Comte's social ideal is in many respects a close reproduction of the mediaeval system, with its _regime dispersif_ of feudalism in secular politics, and its concentration of Papal authority in the Church. For him, the growth of national States to their present dimensions, and, on the other hand, the increasing division of labour in the realm of thought, are equally steps in the wrong direction. Still more strongly, if possible, does he reprobate that interference of the State with spiritual matters, such as the education of the people and its religious life, which has been the natural consequence of the failure of the mediaeval Church to maintain its old authority. Notwithstanding his worship of humanity, the idea of a "parliament of man, a federation of the world," by which all the powers of mankind should be united for the attainment of the highest material and spiritual good, has no attraction for him. To reduce the State to the dimensions of a commune, and to confine it to the care of purely material interests, is his first political proposal. France, England, and Spain (and we may now add Germany and Italy) are, in his view, "factitious aggregates without solid justification," and they will only become "free and durable States," when they are broken up into fragments, each with a population of two or three millions, and a territory not exceeding that of Belgium or Tuscany.

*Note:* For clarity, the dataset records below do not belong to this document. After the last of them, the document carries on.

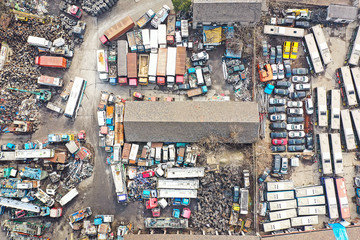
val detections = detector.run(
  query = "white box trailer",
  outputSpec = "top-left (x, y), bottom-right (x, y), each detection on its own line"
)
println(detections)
top-left (266, 181), bottom-right (294, 192)
top-left (158, 24), bottom-right (167, 48)
top-left (290, 215), bottom-right (319, 227)
top-left (166, 47), bottom-right (176, 87)
top-left (298, 205), bottom-right (326, 216)
top-left (148, 53), bottom-right (158, 83)
top-left (269, 208), bottom-right (297, 222)
top-left (295, 185), bottom-right (324, 198)
top-left (263, 219), bottom-right (291, 232)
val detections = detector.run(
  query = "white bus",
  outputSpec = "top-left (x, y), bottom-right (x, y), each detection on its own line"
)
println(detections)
top-left (304, 33), bottom-right (324, 73)
top-left (266, 191), bottom-right (294, 202)
top-left (295, 185), bottom-right (324, 198)
top-left (330, 133), bottom-right (344, 176)
top-left (349, 27), bottom-right (360, 66)
top-left (266, 181), bottom-right (294, 192)
top-left (321, 177), bottom-right (339, 219)
top-left (290, 215), bottom-right (319, 227)
top-left (330, 89), bottom-right (341, 130)
top-left (339, 66), bottom-right (357, 107)
top-left (297, 195), bottom-right (325, 207)
top-left (64, 77), bottom-right (87, 118)
top-left (311, 24), bottom-right (332, 65)
top-left (264, 25), bottom-right (305, 38)
top-left (269, 209), bottom-right (297, 222)
top-left (298, 205), bottom-right (326, 216)
top-left (318, 133), bottom-right (333, 174)
top-left (263, 219), bottom-right (291, 232)
top-left (350, 109), bottom-right (360, 145)
top-left (316, 87), bottom-right (328, 127)
top-left (268, 199), bottom-right (297, 211)
top-left (341, 109), bottom-right (356, 151)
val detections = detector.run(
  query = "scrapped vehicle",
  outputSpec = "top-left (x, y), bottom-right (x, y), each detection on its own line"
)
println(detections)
top-left (270, 122), bottom-right (286, 129)
top-left (271, 146), bottom-right (286, 152)
top-left (291, 76), bottom-right (309, 83)
top-left (286, 124), bottom-right (304, 131)
top-left (271, 138), bottom-right (287, 145)
top-left (287, 108), bottom-right (304, 115)
top-left (287, 101), bottom-right (303, 107)
top-left (270, 132), bottom-right (287, 139)
top-left (290, 42), bottom-right (299, 59)
top-left (288, 145), bottom-right (305, 152)
top-left (289, 131), bottom-right (305, 138)
top-left (270, 113), bottom-right (286, 122)
top-left (269, 98), bottom-right (286, 106)
top-left (283, 41), bottom-right (291, 59)
top-left (268, 106), bottom-right (285, 113)
top-left (293, 68), bottom-right (309, 75)
top-left (295, 83), bottom-right (311, 91)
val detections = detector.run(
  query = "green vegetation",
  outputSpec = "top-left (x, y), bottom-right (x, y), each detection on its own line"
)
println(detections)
top-left (172, 0), bottom-right (191, 12)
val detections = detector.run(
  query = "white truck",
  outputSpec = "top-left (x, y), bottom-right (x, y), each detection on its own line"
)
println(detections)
top-left (148, 53), bottom-right (158, 83)
top-left (28, 36), bottom-right (52, 49)
top-left (166, 47), bottom-right (176, 88)
top-left (158, 24), bottom-right (167, 48)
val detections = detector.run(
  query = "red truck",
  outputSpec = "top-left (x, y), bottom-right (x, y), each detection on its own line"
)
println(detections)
top-left (175, 47), bottom-right (186, 84)
top-left (156, 48), bottom-right (167, 86)
top-left (35, 56), bottom-right (68, 68)
top-left (100, 16), bottom-right (135, 44)
top-left (126, 53), bottom-right (137, 87)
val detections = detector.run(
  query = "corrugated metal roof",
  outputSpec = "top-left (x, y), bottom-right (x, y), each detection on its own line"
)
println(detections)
top-left (124, 101), bottom-right (259, 143)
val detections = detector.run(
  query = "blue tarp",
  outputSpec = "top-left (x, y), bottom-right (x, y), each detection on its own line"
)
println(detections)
top-left (329, 223), bottom-right (349, 240)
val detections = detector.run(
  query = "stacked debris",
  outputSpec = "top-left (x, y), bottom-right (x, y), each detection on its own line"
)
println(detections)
top-left (190, 166), bottom-right (243, 234)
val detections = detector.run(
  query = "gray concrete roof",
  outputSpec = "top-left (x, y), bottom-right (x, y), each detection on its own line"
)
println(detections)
top-left (193, 0), bottom-right (262, 23)
top-left (124, 101), bottom-right (259, 143)
top-left (327, 4), bottom-right (358, 20)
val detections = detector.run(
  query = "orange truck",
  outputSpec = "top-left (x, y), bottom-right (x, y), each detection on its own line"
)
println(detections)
top-left (35, 56), bottom-right (68, 68)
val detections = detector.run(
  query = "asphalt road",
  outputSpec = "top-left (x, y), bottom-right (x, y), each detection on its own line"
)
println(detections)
top-left (0, 0), bottom-right (172, 240)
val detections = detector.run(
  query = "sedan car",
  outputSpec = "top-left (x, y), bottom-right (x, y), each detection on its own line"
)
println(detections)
top-left (286, 124), bottom-right (304, 131)
top-left (270, 113), bottom-right (286, 122)
top-left (287, 108), bottom-right (304, 115)
top-left (271, 146), bottom-right (286, 152)
top-left (289, 131), bottom-right (305, 138)
top-left (291, 76), bottom-right (309, 83)
top-left (295, 83), bottom-right (311, 91)
top-left (269, 98), bottom-right (286, 106)
top-left (287, 101), bottom-right (303, 107)
top-left (271, 138), bottom-right (287, 145)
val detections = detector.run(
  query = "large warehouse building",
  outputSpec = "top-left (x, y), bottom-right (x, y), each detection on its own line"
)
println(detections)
top-left (124, 101), bottom-right (259, 143)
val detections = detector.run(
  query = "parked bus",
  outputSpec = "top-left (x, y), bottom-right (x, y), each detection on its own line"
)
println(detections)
top-left (266, 181), bottom-right (294, 192)
top-left (339, 66), bottom-right (357, 107)
top-left (330, 133), bottom-right (344, 176)
top-left (263, 219), bottom-right (291, 232)
top-left (330, 89), bottom-right (341, 130)
top-left (348, 27), bottom-right (360, 66)
top-left (266, 191), bottom-right (294, 202)
top-left (334, 178), bottom-right (350, 219)
top-left (311, 24), bottom-right (332, 65)
top-left (298, 205), bottom-right (326, 216)
top-left (290, 215), bottom-right (319, 227)
top-left (295, 185), bottom-right (324, 198)
top-left (64, 77), bottom-right (87, 118)
top-left (316, 87), bottom-right (328, 127)
top-left (318, 133), bottom-right (333, 175)
top-left (321, 177), bottom-right (339, 219)
top-left (350, 109), bottom-right (360, 145)
top-left (268, 199), bottom-right (297, 211)
top-left (304, 33), bottom-right (324, 73)
top-left (341, 109), bottom-right (356, 151)
top-left (350, 67), bottom-right (360, 102)
top-left (269, 209), bottom-right (297, 221)
top-left (297, 195), bottom-right (325, 207)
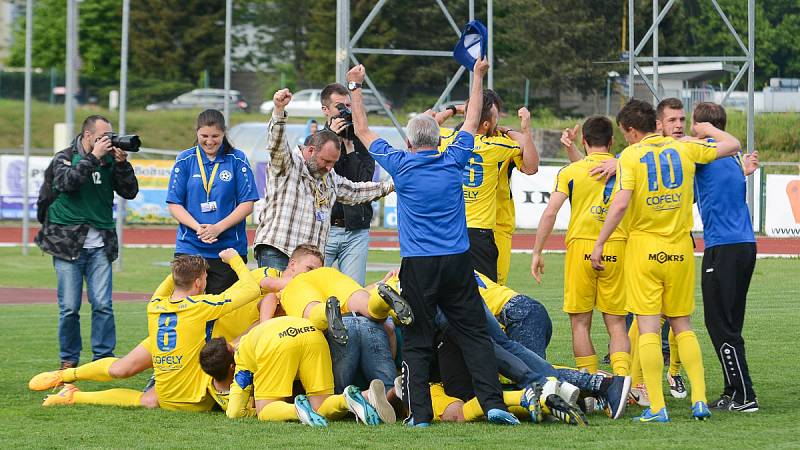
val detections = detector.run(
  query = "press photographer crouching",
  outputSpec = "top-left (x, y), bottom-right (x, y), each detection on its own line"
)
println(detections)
top-left (35, 115), bottom-right (141, 368)
top-left (320, 83), bottom-right (375, 286)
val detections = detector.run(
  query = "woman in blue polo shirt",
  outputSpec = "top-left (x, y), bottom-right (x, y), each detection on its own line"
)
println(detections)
top-left (167, 109), bottom-right (258, 294)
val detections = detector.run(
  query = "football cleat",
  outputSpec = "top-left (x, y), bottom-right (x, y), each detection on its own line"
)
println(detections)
top-left (378, 283), bottom-right (414, 326)
top-left (633, 408), bottom-right (669, 423)
top-left (540, 394), bottom-right (589, 427)
top-left (486, 408), bottom-right (519, 425)
top-left (692, 401), bottom-right (711, 420)
top-left (603, 376), bottom-right (631, 420)
top-left (294, 395), bottom-right (328, 427)
top-left (325, 297), bottom-right (347, 345)
top-left (708, 394), bottom-right (758, 412)
top-left (28, 369), bottom-right (70, 391)
top-left (342, 385), bottom-right (381, 425)
top-left (519, 383), bottom-right (543, 423)
top-left (628, 384), bottom-right (650, 406)
top-left (367, 380), bottom-right (397, 423)
top-left (667, 373), bottom-right (686, 398)
top-left (42, 384), bottom-right (80, 406)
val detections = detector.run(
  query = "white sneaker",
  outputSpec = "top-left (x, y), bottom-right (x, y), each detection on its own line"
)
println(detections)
top-left (367, 380), bottom-right (397, 423)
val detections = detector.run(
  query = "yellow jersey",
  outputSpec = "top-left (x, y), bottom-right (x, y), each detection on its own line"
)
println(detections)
top-left (494, 155), bottom-right (522, 234)
top-left (553, 153), bottom-right (627, 247)
top-left (147, 256), bottom-right (261, 403)
top-left (473, 271), bottom-right (519, 317)
top-left (439, 128), bottom-right (521, 229)
top-left (617, 134), bottom-right (717, 242)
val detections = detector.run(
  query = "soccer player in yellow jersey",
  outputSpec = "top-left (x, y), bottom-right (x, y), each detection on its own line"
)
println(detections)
top-left (29, 250), bottom-right (296, 410)
top-left (531, 116), bottom-right (630, 376)
top-left (590, 99), bottom-right (739, 422)
top-left (436, 89), bottom-right (539, 282)
top-left (201, 316), bottom-right (395, 426)
top-left (280, 267), bottom-right (413, 345)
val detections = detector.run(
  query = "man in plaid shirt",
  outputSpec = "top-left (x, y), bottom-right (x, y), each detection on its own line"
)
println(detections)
top-left (254, 89), bottom-right (394, 270)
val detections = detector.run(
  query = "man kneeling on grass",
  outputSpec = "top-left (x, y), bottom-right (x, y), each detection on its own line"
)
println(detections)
top-left (200, 316), bottom-right (395, 426)
top-left (28, 249), bottom-right (296, 411)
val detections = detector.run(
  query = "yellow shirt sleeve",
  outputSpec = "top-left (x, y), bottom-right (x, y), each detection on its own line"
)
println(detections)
top-left (617, 149), bottom-right (637, 191)
top-left (681, 141), bottom-right (717, 164)
top-left (553, 165), bottom-right (572, 197)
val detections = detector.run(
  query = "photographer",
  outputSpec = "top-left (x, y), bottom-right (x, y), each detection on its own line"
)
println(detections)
top-left (167, 109), bottom-right (258, 294)
top-left (320, 83), bottom-right (375, 286)
top-left (35, 116), bottom-right (139, 368)
top-left (254, 89), bottom-right (394, 270)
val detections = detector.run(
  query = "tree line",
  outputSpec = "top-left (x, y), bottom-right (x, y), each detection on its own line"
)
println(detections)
top-left (8, 0), bottom-right (800, 110)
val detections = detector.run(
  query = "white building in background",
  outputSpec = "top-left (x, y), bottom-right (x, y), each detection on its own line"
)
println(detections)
top-left (0, 0), bottom-right (25, 68)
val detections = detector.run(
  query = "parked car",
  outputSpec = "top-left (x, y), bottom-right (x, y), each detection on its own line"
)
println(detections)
top-left (145, 89), bottom-right (248, 111)
top-left (258, 89), bottom-right (392, 117)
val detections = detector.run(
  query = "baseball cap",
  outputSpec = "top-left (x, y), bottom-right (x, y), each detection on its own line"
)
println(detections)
top-left (453, 20), bottom-right (489, 71)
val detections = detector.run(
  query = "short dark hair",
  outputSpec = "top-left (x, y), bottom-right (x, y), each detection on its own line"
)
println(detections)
top-left (692, 102), bottom-right (728, 131)
top-left (305, 129), bottom-right (340, 149)
top-left (319, 83), bottom-right (350, 107)
top-left (582, 116), bottom-right (614, 147)
top-left (290, 244), bottom-right (325, 263)
top-left (81, 114), bottom-right (111, 135)
top-left (200, 337), bottom-right (234, 381)
top-left (464, 89), bottom-right (503, 128)
top-left (656, 97), bottom-right (683, 120)
top-left (172, 255), bottom-right (208, 289)
top-left (617, 98), bottom-right (656, 133)
top-left (194, 109), bottom-right (233, 153)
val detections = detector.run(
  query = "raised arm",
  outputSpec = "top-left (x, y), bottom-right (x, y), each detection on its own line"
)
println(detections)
top-left (461, 57), bottom-right (489, 136)
top-left (508, 107), bottom-right (539, 175)
top-left (267, 89), bottom-right (292, 175)
top-left (347, 64), bottom-right (379, 148)
top-left (692, 122), bottom-right (742, 159)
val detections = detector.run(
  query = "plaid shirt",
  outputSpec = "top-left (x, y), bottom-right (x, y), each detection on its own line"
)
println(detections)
top-left (254, 114), bottom-right (394, 256)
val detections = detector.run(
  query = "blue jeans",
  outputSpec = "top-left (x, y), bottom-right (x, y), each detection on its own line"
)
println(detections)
top-left (325, 227), bottom-right (369, 286)
top-left (255, 245), bottom-right (289, 270)
top-left (500, 295), bottom-right (553, 359)
top-left (329, 314), bottom-right (397, 394)
top-left (53, 247), bottom-right (117, 365)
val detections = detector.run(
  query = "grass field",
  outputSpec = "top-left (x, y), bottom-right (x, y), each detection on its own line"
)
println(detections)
top-left (0, 248), bottom-right (800, 449)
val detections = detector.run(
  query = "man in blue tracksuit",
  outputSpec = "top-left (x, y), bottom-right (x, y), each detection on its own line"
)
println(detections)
top-left (347, 59), bottom-right (519, 426)
top-left (692, 103), bottom-right (758, 412)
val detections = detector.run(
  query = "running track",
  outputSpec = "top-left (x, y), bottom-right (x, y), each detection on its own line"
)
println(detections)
top-left (0, 226), bottom-right (800, 304)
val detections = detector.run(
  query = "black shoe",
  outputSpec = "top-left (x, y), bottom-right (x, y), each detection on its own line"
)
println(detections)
top-left (708, 394), bottom-right (758, 412)
top-left (325, 297), bottom-right (347, 345)
top-left (378, 283), bottom-right (414, 326)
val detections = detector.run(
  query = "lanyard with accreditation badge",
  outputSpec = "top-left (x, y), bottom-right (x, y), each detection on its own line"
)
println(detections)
top-left (194, 146), bottom-right (219, 212)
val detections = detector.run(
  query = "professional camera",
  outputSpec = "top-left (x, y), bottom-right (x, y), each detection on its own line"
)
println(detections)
top-left (335, 103), bottom-right (356, 141)
top-left (104, 131), bottom-right (142, 152)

The "West" will thus be divided into seventy republics, and the earth into five hundred, and the main work of the patriciate will be to direct and regulate the industrial life of the community; each member of the banker triumvirate, who are to be at the head of the State, having one of the great industrial departments under his special superintendence. On the other hand the unity of humanity is to be represented solely by the spiritual power, in whose hands is to be left the whole work of extending science, teaching the people, and exercising a moral censorship over all Governments and individuals. And while this spiritual power is, for practical purposes, to be strictly organized on the model of the mediaeval Church, it is also, like that Church, to remain, for scientific purposes, inorganic. In other words, it is to admit no scientific division of labour, but every one, like a mediaeval doctor, is to profess all science, adding to this the priestly office, which, with Comte, includes both the cure of souls and of bodies.